英治は突然、その大きな体をふたつに折って、はなに向かって頭を下げて来た。

「はあ?」

「とにかく忘れてください … 本当にすみませんでした」

そのままの体制で踵を返すと、振り返りもせずに、はなをひとり残して逃げるように部屋から出て行ってしまった。
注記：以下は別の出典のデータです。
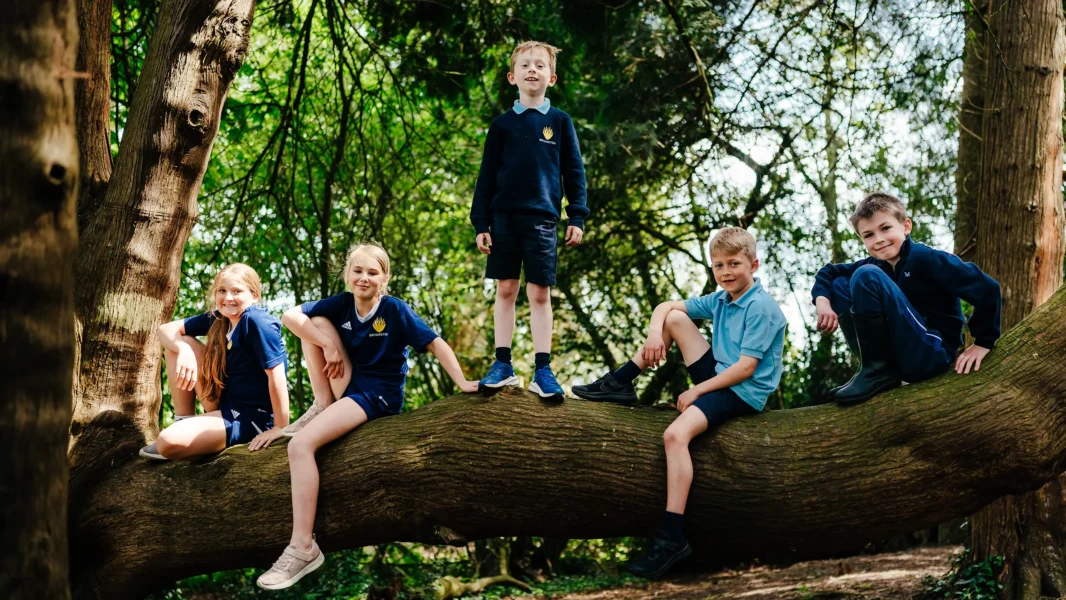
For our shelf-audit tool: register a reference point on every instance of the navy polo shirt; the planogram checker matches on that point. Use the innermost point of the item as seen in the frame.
(255, 346)
(377, 343)
(752, 325)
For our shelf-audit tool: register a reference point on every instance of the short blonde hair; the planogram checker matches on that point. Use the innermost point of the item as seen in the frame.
(375, 252)
(733, 240)
(527, 46)
(875, 203)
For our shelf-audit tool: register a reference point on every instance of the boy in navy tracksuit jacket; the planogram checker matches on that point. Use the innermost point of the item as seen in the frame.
(900, 308)
(531, 157)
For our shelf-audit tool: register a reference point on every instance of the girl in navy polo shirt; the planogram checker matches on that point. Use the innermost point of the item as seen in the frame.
(239, 375)
(355, 344)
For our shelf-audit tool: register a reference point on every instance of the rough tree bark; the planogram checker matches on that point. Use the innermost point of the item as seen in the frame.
(1020, 242)
(38, 180)
(132, 243)
(781, 485)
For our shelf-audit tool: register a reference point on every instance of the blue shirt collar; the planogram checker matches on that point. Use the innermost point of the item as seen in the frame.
(543, 109)
(744, 300)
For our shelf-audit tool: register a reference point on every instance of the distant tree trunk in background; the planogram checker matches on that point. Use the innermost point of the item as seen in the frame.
(1020, 242)
(133, 237)
(970, 118)
(38, 181)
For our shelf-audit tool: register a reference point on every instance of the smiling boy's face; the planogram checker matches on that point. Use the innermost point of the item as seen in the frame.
(883, 234)
(532, 73)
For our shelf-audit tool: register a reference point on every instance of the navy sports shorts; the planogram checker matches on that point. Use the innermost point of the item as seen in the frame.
(243, 423)
(522, 239)
(375, 396)
(719, 406)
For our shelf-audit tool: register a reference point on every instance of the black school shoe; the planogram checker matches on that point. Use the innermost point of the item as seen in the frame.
(660, 557)
(877, 366)
(607, 389)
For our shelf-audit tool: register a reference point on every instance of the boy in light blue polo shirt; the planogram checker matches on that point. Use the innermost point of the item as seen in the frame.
(733, 374)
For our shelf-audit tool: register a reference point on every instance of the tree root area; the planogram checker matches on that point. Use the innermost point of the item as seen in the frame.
(876, 577)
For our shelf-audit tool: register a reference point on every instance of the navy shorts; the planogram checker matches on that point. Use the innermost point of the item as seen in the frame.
(243, 423)
(719, 406)
(376, 398)
(522, 239)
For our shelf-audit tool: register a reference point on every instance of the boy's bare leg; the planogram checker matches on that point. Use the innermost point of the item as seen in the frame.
(682, 431)
(183, 401)
(503, 311)
(683, 331)
(540, 319)
(324, 389)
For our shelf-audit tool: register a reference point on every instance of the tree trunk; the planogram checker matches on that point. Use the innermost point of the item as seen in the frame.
(38, 181)
(132, 244)
(1019, 242)
(781, 485)
(970, 117)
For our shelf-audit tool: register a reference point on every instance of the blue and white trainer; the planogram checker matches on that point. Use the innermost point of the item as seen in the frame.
(545, 385)
(499, 375)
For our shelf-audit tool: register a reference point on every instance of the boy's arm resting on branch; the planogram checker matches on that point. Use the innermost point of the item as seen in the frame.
(295, 321)
(447, 358)
(655, 350)
(742, 370)
(279, 403)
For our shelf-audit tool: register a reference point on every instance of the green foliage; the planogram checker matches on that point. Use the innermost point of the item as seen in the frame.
(967, 580)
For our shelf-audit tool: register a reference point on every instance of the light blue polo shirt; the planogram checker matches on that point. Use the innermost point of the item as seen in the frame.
(753, 325)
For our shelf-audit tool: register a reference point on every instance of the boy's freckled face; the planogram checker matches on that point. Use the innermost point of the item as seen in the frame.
(733, 273)
(883, 234)
(532, 73)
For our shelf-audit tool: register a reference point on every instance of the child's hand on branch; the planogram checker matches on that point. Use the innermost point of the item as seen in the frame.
(574, 236)
(335, 361)
(186, 372)
(971, 357)
(827, 321)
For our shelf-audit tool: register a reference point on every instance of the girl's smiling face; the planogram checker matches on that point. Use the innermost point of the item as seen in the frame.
(366, 276)
(232, 296)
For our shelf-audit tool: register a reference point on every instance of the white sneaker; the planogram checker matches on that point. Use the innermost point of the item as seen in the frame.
(292, 566)
(293, 427)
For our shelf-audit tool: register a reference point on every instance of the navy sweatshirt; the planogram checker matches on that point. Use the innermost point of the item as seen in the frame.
(529, 160)
(934, 281)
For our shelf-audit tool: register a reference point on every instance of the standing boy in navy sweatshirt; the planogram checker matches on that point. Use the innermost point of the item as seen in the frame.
(900, 308)
(531, 157)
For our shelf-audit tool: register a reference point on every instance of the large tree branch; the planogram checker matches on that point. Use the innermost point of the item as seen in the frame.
(781, 485)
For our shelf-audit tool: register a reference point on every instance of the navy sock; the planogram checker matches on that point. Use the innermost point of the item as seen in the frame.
(673, 526)
(627, 373)
(543, 359)
(503, 355)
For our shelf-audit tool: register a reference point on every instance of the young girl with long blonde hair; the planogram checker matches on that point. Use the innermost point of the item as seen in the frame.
(238, 375)
(355, 344)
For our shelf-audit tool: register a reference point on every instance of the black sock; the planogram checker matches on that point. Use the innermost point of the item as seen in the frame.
(503, 355)
(673, 526)
(627, 373)
(543, 359)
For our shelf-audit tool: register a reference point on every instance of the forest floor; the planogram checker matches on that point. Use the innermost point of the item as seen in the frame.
(877, 577)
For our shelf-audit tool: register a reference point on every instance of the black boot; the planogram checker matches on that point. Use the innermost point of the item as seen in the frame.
(848, 328)
(876, 368)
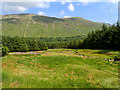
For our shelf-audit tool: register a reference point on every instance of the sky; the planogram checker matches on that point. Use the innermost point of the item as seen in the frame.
(106, 12)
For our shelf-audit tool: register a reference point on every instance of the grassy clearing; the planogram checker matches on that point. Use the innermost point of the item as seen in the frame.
(59, 68)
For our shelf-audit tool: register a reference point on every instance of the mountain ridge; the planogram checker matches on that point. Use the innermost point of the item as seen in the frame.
(32, 25)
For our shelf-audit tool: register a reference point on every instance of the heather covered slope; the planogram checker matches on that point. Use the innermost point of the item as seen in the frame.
(30, 25)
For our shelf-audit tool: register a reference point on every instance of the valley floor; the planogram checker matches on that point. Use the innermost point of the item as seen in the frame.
(60, 68)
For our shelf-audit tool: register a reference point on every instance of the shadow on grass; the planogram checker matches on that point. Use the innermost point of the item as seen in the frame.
(101, 52)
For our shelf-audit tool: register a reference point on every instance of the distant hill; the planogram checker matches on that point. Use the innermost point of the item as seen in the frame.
(31, 25)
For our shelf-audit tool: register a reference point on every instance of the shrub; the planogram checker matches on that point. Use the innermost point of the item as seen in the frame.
(5, 51)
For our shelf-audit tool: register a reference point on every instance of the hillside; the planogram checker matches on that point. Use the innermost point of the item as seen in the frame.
(30, 25)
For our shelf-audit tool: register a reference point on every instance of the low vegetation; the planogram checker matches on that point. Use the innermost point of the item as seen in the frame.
(60, 68)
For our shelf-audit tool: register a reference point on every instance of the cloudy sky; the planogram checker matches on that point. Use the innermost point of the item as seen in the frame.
(96, 11)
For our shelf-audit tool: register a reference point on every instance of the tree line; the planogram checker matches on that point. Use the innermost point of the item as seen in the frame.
(106, 38)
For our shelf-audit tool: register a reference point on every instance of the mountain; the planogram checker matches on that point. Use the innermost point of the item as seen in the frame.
(31, 25)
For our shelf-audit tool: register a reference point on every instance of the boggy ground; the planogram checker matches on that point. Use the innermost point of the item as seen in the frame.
(60, 68)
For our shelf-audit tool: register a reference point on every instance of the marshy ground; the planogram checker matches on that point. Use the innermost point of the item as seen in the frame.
(60, 68)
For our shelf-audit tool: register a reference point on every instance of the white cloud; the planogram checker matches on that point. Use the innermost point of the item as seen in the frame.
(63, 2)
(84, 3)
(66, 16)
(22, 9)
(43, 5)
(71, 7)
(60, 0)
(18, 7)
(41, 13)
(78, 4)
(62, 12)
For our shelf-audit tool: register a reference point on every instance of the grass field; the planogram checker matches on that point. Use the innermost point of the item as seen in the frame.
(60, 68)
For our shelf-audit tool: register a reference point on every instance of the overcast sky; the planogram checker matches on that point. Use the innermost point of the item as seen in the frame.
(96, 11)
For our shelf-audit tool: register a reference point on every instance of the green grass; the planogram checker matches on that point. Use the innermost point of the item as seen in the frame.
(59, 68)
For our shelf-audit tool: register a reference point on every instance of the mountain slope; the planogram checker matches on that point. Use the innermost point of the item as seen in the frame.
(30, 25)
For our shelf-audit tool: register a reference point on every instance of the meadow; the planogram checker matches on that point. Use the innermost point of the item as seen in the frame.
(60, 68)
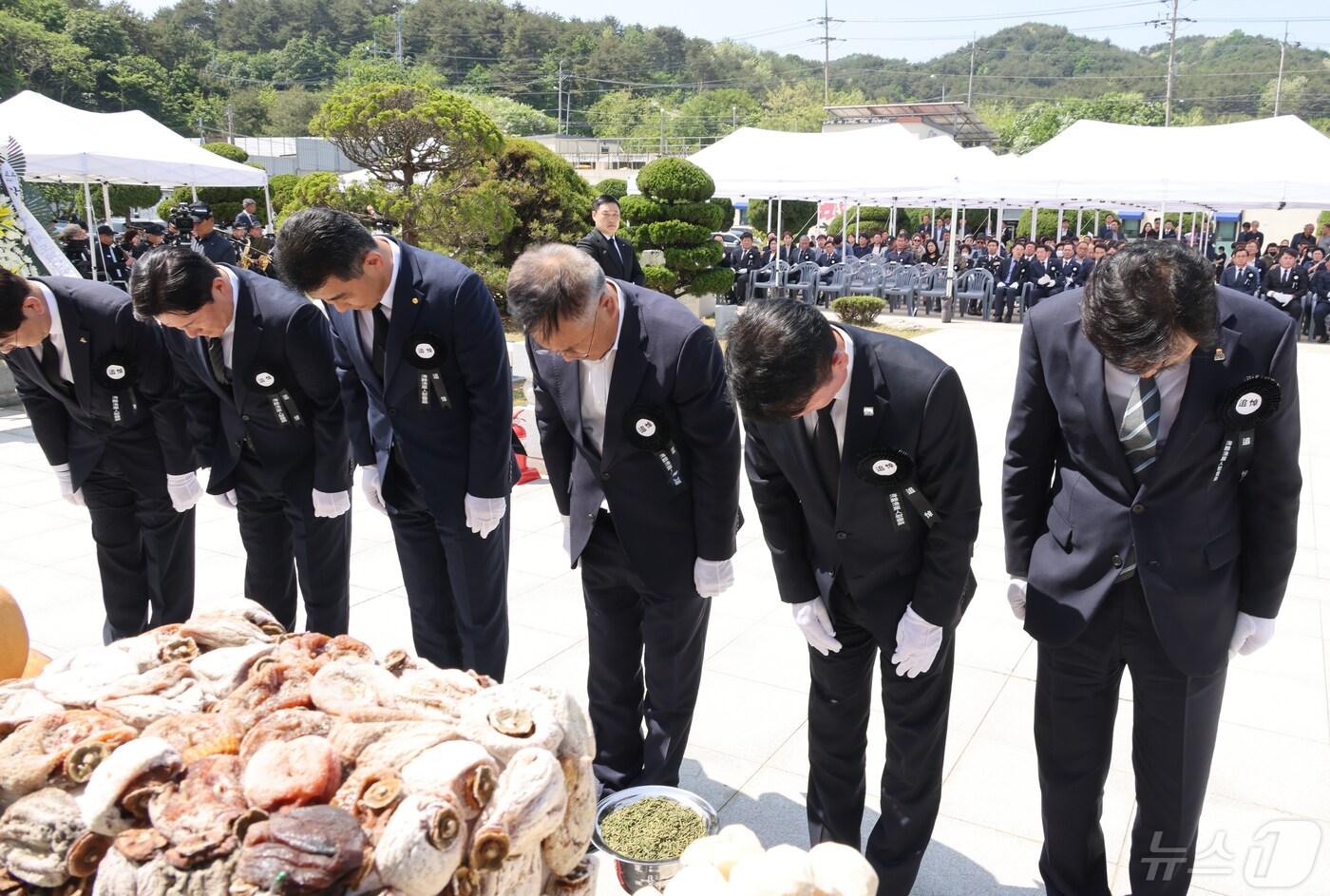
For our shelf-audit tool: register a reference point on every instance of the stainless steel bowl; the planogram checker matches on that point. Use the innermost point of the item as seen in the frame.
(635, 873)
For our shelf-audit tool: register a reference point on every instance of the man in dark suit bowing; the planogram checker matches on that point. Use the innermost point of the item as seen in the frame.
(1146, 403)
(99, 389)
(614, 254)
(642, 450)
(256, 369)
(861, 453)
(428, 389)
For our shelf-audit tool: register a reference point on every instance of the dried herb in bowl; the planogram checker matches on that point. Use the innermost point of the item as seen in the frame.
(652, 829)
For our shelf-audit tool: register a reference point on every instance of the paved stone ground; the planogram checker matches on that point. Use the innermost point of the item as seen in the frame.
(1267, 816)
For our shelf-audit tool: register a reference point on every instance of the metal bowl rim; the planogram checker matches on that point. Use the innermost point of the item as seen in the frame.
(687, 798)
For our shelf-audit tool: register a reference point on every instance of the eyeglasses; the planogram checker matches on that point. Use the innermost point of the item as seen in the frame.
(568, 353)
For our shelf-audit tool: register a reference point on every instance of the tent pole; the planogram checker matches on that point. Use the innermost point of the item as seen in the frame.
(92, 256)
(268, 200)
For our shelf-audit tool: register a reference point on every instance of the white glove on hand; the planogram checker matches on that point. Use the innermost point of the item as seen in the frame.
(917, 643)
(183, 490)
(330, 504)
(66, 486)
(713, 577)
(484, 513)
(1016, 597)
(1250, 633)
(371, 486)
(815, 623)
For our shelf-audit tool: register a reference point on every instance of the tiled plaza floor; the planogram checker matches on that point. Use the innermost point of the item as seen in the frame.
(1266, 826)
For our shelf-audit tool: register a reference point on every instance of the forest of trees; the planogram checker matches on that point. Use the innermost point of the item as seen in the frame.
(265, 67)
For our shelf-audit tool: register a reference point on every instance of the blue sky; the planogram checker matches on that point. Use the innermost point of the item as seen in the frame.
(926, 29)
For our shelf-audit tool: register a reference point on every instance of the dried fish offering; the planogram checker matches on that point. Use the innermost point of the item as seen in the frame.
(652, 829)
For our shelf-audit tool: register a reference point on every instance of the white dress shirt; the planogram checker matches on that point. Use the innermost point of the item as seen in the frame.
(1170, 382)
(842, 396)
(366, 318)
(595, 376)
(57, 334)
(229, 334)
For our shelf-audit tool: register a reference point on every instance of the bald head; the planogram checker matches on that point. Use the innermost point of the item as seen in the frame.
(551, 285)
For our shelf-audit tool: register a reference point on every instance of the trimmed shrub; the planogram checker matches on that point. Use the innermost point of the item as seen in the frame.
(675, 180)
(858, 310)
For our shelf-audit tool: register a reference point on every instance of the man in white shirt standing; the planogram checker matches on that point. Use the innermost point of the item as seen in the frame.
(642, 450)
(1146, 403)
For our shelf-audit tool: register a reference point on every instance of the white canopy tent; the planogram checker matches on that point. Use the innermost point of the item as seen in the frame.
(66, 145)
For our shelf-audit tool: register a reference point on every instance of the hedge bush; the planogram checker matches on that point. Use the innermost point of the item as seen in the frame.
(858, 310)
(675, 180)
(641, 209)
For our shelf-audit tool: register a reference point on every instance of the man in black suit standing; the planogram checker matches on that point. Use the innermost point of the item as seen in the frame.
(428, 390)
(1144, 403)
(99, 389)
(1285, 285)
(256, 369)
(614, 254)
(861, 453)
(642, 449)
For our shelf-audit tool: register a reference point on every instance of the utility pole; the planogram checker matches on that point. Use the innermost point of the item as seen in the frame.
(970, 90)
(826, 48)
(1279, 83)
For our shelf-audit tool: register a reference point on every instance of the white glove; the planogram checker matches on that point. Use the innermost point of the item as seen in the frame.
(917, 643)
(330, 504)
(484, 513)
(1016, 597)
(371, 486)
(66, 486)
(1250, 633)
(183, 490)
(815, 623)
(713, 577)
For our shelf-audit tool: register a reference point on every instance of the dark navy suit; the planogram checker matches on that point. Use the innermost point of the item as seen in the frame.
(868, 569)
(270, 459)
(429, 457)
(1074, 515)
(145, 550)
(637, 556)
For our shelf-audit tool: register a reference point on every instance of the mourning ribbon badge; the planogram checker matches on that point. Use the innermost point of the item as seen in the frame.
(117, 375)
(425, 353)
(1243, 411)
(270, 386)
(894, 470)
(648, 429)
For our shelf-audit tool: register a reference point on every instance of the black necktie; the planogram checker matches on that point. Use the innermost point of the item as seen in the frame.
(381, 342)
(826, 452)
(50, 366)
(217, 360)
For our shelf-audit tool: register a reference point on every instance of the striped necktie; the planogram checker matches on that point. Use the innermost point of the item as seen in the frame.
(1140, 429)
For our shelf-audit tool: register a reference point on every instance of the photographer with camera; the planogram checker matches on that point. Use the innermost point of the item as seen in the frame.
(209, 243)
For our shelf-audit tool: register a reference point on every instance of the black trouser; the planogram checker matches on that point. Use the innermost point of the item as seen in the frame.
(456, 582)
(645, 663)
(915, 712)
(281, 537)
(1173, 728)
(1004, 300)
(145, 552)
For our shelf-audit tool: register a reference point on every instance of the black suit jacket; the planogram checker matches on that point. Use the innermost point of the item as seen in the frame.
(902, 398)
(449, 452)
(618, 260)
(1073, 512)
(668, 363)
(150, 439)
(282, 340)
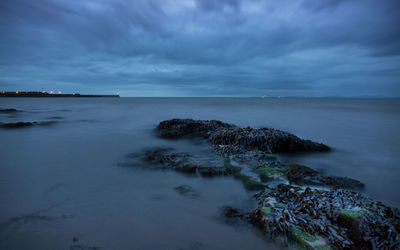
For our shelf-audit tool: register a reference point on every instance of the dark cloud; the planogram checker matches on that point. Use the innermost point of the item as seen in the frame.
(201, 47)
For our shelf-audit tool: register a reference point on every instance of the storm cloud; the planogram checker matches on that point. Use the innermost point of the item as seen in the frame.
(202, 47)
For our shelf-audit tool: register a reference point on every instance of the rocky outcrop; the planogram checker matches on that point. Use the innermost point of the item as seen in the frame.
(340, 218)
(17, 125)
(296, 203)
(14, 125)
(9, 111)
(231, 139)
(302, 175)
(177, 128)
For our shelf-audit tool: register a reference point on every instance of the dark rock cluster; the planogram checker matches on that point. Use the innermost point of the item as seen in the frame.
(231, 139)
(14, 125)
(339, 218)
(302, 175)
(295, 203)
(8, 111)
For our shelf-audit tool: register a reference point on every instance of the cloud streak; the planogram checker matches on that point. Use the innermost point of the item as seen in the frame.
(202, 47)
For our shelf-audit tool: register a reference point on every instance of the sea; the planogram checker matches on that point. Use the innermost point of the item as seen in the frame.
(66, 184)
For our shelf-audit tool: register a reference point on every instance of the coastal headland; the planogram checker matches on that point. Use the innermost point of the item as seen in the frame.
(46, 94)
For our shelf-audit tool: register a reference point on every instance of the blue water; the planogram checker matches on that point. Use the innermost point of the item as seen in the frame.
(63, 181)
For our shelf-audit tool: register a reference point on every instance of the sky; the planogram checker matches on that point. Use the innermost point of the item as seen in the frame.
(175, 48)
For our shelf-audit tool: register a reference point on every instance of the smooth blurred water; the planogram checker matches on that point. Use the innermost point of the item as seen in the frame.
(63, 181)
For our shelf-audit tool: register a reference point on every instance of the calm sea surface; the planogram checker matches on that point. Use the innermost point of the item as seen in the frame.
(64, 181)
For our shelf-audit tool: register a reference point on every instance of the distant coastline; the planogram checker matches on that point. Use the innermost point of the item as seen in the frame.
(46, 94)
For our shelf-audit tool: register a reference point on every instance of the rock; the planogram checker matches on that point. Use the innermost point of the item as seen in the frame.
(162, 158)
(267, 174)
(349, 219)
(249, 183)
(238, 140)
(302, 175)
(264, 139)
(187, 190)
(176, 128)
(17, 125)
(232, 212)
(307, 241)
(8, 111)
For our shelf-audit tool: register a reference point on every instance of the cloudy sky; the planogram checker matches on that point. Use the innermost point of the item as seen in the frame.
(202, 47)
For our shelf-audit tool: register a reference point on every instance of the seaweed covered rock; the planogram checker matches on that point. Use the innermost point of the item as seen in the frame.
(302, 175)
(17, 125)
(341, 218)
(264, 139)
(230, 139)
(176, 128)
(8, 110)
(162, 158)
(187, 191)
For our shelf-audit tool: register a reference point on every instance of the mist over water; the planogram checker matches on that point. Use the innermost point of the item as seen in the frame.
(68, 179)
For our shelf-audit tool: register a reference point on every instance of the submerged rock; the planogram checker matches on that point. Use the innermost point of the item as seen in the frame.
(8, 111)
(187, 190)
(302, 175)
(341, 218)
(17, 125)
(162, 158)
(14, 125)
(231, 139)
(177, 128)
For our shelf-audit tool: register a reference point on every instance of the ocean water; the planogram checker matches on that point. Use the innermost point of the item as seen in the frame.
(63, 186)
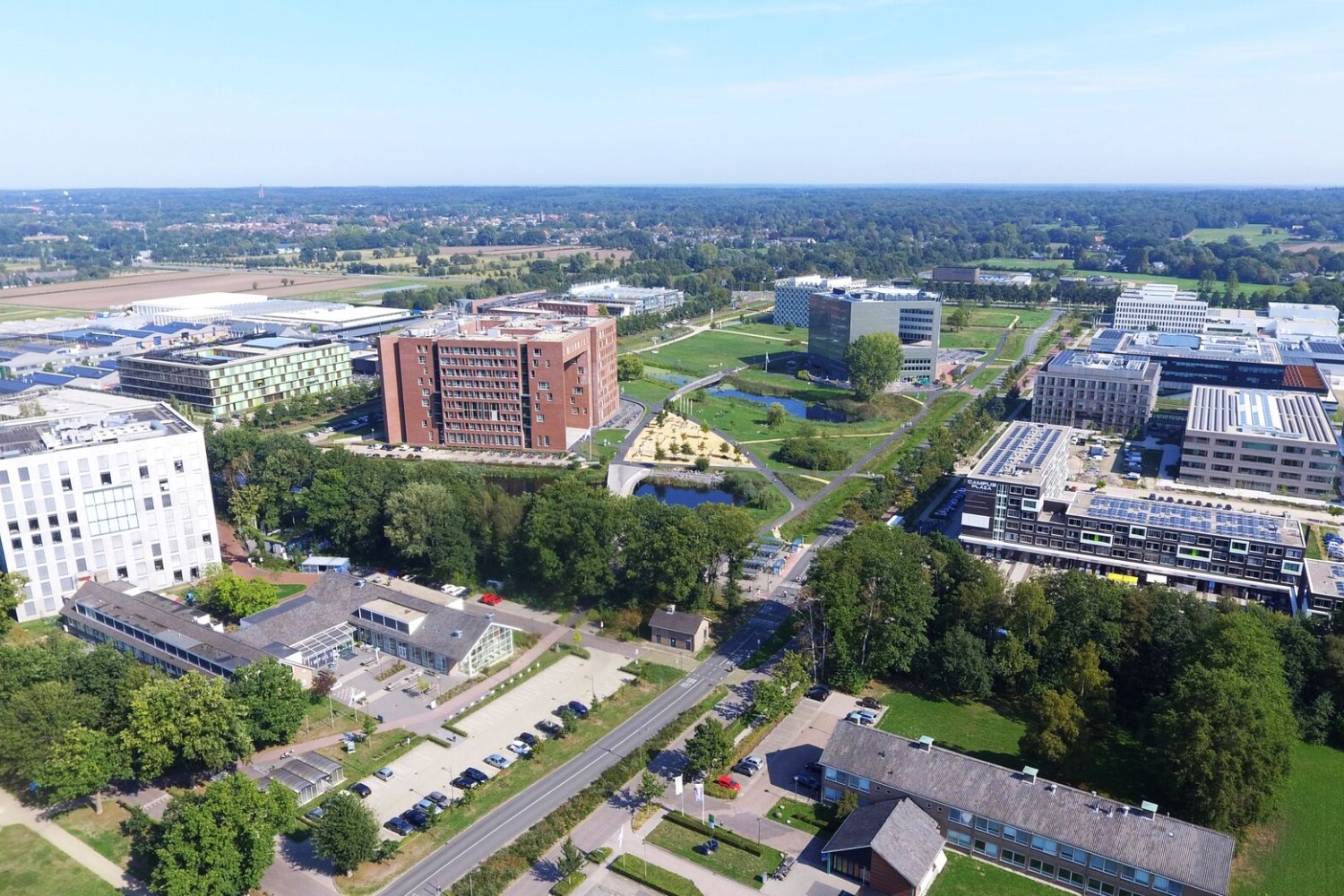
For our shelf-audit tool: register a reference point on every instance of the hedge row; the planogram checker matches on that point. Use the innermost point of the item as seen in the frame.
(691, 823)
(653, 877)
(497, 872)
< つまり、はなは振られてしまったのでしょうか? >

「 … 忘れてください?」

* * * * * * * * * *

「 … 忘れてください?」

はなは英治が言ったその言葉の意味を懸命に考えてみたが、ひと晩明けても確かな答えは出なかった。

上の空で朝食を取っているはなをかよは怪訝に思った。

「お姉やん、大丈夫け?」

すると、はなは茶碗と箸を置いて、かよに訊ねた。

「ねえ、『忘れてください』って、どういう意味だと思う?」

「ほりゃあ、忘れてくりょうってことずら」

「ほれって … つまり?」

「よく分からんけど … 思い出したくねえから、なかったことにしてくりょうってことかな?」

「 … なかったことに?」


かよの言葉にはなは微かな動揺をみせた。

「本当にどうしたでえ … また何かあっただけ?」

かよは心配そうに顔を覗き込んだが、はなは慌てて首を振った。

「ううん … ほ、翻訳してて、ちょっこし気になっちゃってさ」

明らかにウソだと分かった。

「 … やっぱし何かあっただね?」

はなは平然を装い、ふたたび茶碗を手にしたが、箸でご飯をつかみ損ねてしまった。

* * * * * * * * * *

いつものように、かよに見送られて長屋を後にしたはな。

会社への道すがら、ふと足を止めたのは、あの雨の日に英治に抱きしめられた小さな祠の前だった。

実際、はなには分かっていた。

英治は、あのことを忘れてくれと言っているのだと … 頭の中で何度も否定したが、やはりそれしかない。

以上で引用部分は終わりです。